It is now legal to place sports bets in the state of Missouri.
At midnight local time on Monday, Missouri officially began taking legal sports bets, becoming the 39th state to offer regulated sports betting in some form and the 31st to take wagers via the internet and mobile apps; Washington, D.C., and Puerto Rico also accept wagers in both the retail and online formats.
Missouri is the first state to go live since North Carolina in March 2024.
The Show Me State is unique in the sports betting landscape in that its two major metropolitan areas -- Kansas City and St. Louis -- are on the borders of two other states that have had legal sports betting for some time (Kansas and Illinois, respectively). Overall, Missouri shares a border with seven sports-betting-legal states.
"I always find that the states that have the border states are so happy to have it for themselves because the patrons have been going to Kansas, Iowa, Illinois, Kentucky or Tennessee to make wagers," DraftKings Sportsbook director Johnny Avello told ESPN (Arkansas and Nebraska are the other two bordering states). "Now, they can just stay at home and enjoy what those other states have been doing."
A Missouri ballot initiative narrowly passed by less than 3,000 votes in November 2024, paving the way for sports betting as a regulated industry just over a year later.
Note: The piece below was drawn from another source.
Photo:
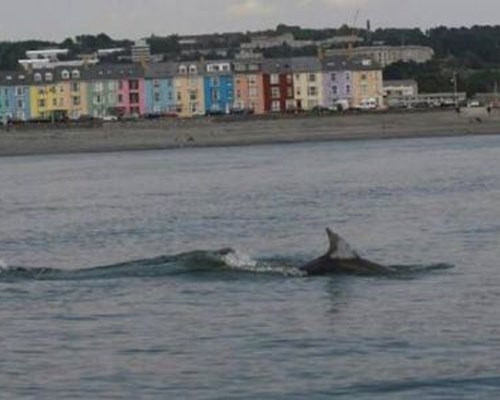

The resulting state constitutional amendment directs the Missouri Gaming Commission to impose a 10% tax to cover expenses for the commission, as well as support responsible gaming initiatives and general education in the state.
The amendment allows for 19 retail licenses and 14 mobile licenses, though as of the initial go-live, only eight retail licenses and eight mobile licenses have been approved. The mobile licenses belong to BetMGM, Caesars Sportsbook, Circa Sports, DraftKings, Fanatics Sportsbook, theScoreBet and bet365.
As with the opening of any new sports betting market, these major sportsbooks will look to deluge the market with promotional offers and advertising; with Missouri being the first state to go online in almost two years, the books are able to commit more time and resources to this particular launch.
"When you're launching five to 10 states in a given year, your ability to do precise segmentation, player promotional design, et cetera, is a lot more limited just from a bandwidth perspective than what we can do now," BetMGM chief revenue officer Matt Prevost told ESPN, also noting that the company's main celebrity endorser, Jon Hamm, is from Missouri.
Caesars and DraftKings are hosting ceremonial first bet events for the occasion, with the latter bringing in Missouri sports legends Tony Gonzalez, Isaac Bruce and Brett Hull to do the honors.